Spike Hunter is designed so that it can use different analysis strategies. The initial version supports only a percentile analysis strategy.

Percentile Analysis Strategy

The percentile analysis strategy selects violating values as those that exceed a value equal to an Nth percentile (calculated across all values in a given archive) times a multiplier M. It takes two operands:

Percentile
an integer N that sets a percentile basis for the set of values being analyzed. For a set { 1, 2, 3, 4, 5, 6, 7, 8, 90, 100 } where N=80, the percentile basis would be 8.
Multiplier
an integer M that is multiplied with N to form an absolute ceiling above which all values will be replaced according to the specified replacement strategy.

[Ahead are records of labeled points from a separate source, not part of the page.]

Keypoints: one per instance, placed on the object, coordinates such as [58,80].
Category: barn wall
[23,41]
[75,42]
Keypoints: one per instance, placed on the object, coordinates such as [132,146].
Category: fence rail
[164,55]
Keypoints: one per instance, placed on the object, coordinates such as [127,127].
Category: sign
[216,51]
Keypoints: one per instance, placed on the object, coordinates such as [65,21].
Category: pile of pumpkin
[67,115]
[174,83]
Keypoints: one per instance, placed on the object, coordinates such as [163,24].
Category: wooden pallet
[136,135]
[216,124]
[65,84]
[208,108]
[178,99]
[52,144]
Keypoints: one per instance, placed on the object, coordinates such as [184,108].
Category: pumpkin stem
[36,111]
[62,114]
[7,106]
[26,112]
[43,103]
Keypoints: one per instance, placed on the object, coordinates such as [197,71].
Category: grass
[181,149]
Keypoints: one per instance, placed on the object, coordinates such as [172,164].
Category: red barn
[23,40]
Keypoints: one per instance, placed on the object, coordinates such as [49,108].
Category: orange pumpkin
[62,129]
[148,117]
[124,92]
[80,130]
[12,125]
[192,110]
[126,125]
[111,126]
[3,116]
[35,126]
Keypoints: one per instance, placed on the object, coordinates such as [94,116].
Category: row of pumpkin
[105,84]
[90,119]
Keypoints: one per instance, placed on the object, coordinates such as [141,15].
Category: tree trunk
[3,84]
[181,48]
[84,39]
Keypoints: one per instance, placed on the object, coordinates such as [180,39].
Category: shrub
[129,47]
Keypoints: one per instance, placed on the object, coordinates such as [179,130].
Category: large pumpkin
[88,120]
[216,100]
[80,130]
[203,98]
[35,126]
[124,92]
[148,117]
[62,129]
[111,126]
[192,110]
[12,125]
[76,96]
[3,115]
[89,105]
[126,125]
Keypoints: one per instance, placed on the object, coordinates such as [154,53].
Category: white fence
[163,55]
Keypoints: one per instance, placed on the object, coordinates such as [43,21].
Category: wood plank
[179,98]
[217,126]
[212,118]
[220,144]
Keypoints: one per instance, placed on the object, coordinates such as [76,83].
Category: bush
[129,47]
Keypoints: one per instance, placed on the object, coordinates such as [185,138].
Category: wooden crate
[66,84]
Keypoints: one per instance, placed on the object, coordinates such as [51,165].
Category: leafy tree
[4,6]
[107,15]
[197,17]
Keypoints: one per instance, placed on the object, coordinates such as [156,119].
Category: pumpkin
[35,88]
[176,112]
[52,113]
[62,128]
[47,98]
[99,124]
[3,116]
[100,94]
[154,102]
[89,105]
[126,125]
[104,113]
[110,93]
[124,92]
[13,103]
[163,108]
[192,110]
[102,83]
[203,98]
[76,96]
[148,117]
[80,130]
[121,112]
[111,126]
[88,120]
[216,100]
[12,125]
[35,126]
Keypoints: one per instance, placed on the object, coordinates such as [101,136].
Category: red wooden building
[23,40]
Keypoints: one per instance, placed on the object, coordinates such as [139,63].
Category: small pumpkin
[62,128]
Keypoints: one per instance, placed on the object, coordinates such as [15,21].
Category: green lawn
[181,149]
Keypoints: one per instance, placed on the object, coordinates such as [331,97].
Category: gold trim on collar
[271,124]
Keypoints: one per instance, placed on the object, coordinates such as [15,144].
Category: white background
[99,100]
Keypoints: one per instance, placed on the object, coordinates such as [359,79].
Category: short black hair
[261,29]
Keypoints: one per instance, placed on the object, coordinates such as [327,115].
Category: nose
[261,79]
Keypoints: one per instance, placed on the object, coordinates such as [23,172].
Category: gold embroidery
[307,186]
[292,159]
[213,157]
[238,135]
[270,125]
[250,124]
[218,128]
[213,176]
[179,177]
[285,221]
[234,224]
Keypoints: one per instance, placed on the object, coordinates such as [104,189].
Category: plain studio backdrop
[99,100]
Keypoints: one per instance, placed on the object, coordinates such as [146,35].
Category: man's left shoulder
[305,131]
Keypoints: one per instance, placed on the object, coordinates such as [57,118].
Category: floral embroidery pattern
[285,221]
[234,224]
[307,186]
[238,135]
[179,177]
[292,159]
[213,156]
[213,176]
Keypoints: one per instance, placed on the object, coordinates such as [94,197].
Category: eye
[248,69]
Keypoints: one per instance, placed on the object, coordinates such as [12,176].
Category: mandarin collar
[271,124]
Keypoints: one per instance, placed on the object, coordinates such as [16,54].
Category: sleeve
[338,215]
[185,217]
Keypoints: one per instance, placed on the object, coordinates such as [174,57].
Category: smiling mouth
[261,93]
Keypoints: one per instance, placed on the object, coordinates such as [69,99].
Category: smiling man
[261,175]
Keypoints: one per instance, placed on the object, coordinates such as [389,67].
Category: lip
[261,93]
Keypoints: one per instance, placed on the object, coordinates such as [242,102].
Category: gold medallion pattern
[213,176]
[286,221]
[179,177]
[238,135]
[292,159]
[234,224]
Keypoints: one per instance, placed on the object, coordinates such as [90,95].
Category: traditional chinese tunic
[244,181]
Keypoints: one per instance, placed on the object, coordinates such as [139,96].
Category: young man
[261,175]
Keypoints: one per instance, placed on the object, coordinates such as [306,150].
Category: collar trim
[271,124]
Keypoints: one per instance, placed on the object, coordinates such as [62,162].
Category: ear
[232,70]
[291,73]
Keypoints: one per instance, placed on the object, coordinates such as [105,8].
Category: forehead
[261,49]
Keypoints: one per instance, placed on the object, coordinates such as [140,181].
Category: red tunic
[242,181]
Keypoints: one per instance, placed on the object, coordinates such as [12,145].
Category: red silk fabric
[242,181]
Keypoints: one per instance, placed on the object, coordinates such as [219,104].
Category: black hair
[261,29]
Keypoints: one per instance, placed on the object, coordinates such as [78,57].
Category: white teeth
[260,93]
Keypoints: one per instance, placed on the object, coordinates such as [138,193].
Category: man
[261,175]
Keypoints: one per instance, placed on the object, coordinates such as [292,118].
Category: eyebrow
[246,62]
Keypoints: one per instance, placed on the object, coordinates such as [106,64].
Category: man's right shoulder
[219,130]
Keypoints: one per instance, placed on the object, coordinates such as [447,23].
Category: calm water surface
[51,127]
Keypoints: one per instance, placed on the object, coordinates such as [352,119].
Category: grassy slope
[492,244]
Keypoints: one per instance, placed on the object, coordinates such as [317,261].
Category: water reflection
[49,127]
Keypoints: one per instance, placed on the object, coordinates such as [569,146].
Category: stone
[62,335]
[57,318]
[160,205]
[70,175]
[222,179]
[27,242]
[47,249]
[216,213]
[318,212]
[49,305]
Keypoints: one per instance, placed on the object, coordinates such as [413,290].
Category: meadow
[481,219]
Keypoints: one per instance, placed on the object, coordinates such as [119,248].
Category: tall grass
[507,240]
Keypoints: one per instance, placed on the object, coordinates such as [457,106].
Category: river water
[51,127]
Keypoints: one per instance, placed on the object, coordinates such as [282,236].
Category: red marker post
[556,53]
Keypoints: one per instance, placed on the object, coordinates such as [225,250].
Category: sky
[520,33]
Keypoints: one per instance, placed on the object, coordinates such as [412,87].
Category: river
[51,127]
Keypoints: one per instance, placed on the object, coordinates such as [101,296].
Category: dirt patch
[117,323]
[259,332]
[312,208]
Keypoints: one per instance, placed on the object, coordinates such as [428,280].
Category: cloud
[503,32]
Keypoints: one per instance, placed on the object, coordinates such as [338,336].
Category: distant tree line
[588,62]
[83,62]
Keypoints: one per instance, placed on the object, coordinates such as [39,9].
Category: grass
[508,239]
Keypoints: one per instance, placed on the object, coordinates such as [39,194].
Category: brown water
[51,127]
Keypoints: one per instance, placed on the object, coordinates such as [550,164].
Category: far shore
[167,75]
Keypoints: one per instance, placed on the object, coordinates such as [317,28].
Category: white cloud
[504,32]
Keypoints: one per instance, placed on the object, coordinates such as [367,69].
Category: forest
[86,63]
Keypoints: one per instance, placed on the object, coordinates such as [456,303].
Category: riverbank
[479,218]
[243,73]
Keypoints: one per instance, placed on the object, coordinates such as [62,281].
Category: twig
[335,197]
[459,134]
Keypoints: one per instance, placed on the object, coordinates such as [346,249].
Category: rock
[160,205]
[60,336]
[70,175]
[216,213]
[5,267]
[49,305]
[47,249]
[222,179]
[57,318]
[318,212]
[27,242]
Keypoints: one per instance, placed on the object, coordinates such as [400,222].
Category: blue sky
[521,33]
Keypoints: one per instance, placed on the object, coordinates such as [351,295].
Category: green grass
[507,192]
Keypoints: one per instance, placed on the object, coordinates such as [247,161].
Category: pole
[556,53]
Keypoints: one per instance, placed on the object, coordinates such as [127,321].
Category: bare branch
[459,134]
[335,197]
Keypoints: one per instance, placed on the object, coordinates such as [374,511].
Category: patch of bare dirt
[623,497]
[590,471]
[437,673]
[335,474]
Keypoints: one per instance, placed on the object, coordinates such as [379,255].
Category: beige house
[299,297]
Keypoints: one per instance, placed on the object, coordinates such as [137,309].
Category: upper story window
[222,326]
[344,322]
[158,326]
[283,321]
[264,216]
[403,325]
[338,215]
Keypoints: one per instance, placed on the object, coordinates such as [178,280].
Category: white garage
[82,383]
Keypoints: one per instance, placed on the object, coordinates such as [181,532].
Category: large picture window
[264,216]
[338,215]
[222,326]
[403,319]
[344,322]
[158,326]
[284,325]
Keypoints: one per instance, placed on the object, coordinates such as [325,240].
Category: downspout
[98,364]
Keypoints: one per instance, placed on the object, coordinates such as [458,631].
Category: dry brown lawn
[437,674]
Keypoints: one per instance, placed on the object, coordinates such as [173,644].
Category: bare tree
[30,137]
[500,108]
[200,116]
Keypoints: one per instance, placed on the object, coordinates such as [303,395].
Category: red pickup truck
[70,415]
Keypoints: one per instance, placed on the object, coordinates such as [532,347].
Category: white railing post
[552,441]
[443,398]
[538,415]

For the set above where N=80 and M=5, all values above 40 would be considered in violation.

Replacement Strategies

Methods for choosing the replacement value for samples that are in violation according to the selected analysis strategy are also designed to be pluggable. In the initial version, three replacement strategies are available.

NaN Replacement Strategy

Statically replaces all values with NaN (not a number), effectively removing the bad sample without trying to replace it with sensible data. A small hole in the data set results, assuming that spikes are isolated and spaced fairly far apart. This is the only replacement strategy that is tested and expected to work in the initial version.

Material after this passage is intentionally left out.